18
The next day, I did what any man accused of a crime he didn’t commit would do.
I went to the park and played in the sand.
Carly didn’t have school, and I didn’t have anywhere I had to be. We spent the morning at the park down the street, Carly running wild on the slides and climbing walls and swings, me watching her out of one eye and catching up on some reading. She helped me clean the house in the afternoon, and then, after her nap, she assisted me in the kitchen, getting chicken tacos and a salad together for dinner, which we had on the table just as Julianne walked in the door. We had a pleasant dinner and did three laps around the block this time before calling it a night. Julianne was asleep by the time I came down from putting Carly to bed, and I crawled into bed next to her, smiling at our uneventful, normal Winters day.
The next day, however, wasn’t so normal.
Sharon Ann and Deborah were waiting for me outside Carly’s classroom. Sally Meadows gave me a look like she was sorry, but there wasn’t anything she could do. I signed Carly in, gave her a kiss good-bye, and walked out into the hallway to face the powerful WORMS.
There were no fake or forced smiles this time. They were both serious, dressed in similar workout outfits. Black Lycra tights, Sharon Ann in a red tank top, Deborah in an aqua one. Serious, aerobics-doing women.
“Have you thought about headbands?” I asked. “Olivia Newton-John made them fashionable.”
They looked at each other, confused, missing the irony of their outfits. As usual.
“Deuce,” Sharon Ann said, getting right to it. “There is a special meeting tomorrow night. You’ll need to be there.”
“I’m busy,” I said. “Stevie Wonder’s coming over to show me his new hairdo.”
“It’s in your best interest to be there,” Deborah added, ignoring me.
“What’s the meeting about?”
They exchanged another glance, this one nervous, their confidence eroding.
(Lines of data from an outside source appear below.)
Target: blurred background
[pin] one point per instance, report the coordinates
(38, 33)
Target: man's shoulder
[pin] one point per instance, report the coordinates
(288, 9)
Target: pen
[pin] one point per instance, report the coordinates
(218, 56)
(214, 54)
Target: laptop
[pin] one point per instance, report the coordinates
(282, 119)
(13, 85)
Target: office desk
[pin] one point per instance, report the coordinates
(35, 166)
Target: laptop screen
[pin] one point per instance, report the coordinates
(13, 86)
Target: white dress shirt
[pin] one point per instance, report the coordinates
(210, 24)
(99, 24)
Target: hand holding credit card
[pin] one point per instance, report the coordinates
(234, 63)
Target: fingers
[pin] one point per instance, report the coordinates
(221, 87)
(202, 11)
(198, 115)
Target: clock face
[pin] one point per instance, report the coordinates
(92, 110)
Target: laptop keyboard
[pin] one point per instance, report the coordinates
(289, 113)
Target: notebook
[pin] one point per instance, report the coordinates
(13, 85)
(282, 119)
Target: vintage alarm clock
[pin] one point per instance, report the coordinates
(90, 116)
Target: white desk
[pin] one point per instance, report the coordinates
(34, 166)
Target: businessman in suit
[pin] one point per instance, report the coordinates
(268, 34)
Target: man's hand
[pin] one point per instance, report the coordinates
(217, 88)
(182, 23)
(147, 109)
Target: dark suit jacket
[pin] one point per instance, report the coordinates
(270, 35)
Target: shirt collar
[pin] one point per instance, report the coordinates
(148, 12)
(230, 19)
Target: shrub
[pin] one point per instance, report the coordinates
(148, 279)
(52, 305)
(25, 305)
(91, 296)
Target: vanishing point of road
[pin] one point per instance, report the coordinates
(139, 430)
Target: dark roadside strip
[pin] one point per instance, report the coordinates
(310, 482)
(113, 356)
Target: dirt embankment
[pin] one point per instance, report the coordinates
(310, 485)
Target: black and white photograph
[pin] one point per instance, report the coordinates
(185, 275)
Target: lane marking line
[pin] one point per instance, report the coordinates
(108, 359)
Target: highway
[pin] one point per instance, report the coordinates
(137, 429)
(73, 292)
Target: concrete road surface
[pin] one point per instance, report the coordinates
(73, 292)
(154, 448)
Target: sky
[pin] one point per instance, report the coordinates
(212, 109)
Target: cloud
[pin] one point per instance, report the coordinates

“About you,” Sharon Ann said.
“Me?”
“We’ve petitioned the school and parents advisory board to have you removed from your position as Room Dad,” Sharon Ann said.
The anger cut through my gut. “You what?”
Sharon Ann held her ground. “Deuce. Don’t take this personally.”
“How should I take it?” I shut my eyes, gritted my teeth, and waved my hands. “Hold on. Back up. What is your reasoning behind this little male witch hunt?”
“We told you yesterday,” Sharon Ann said calmly. “With the cloud surrounding you, we feel it would be best if someone relieves you of your duties.”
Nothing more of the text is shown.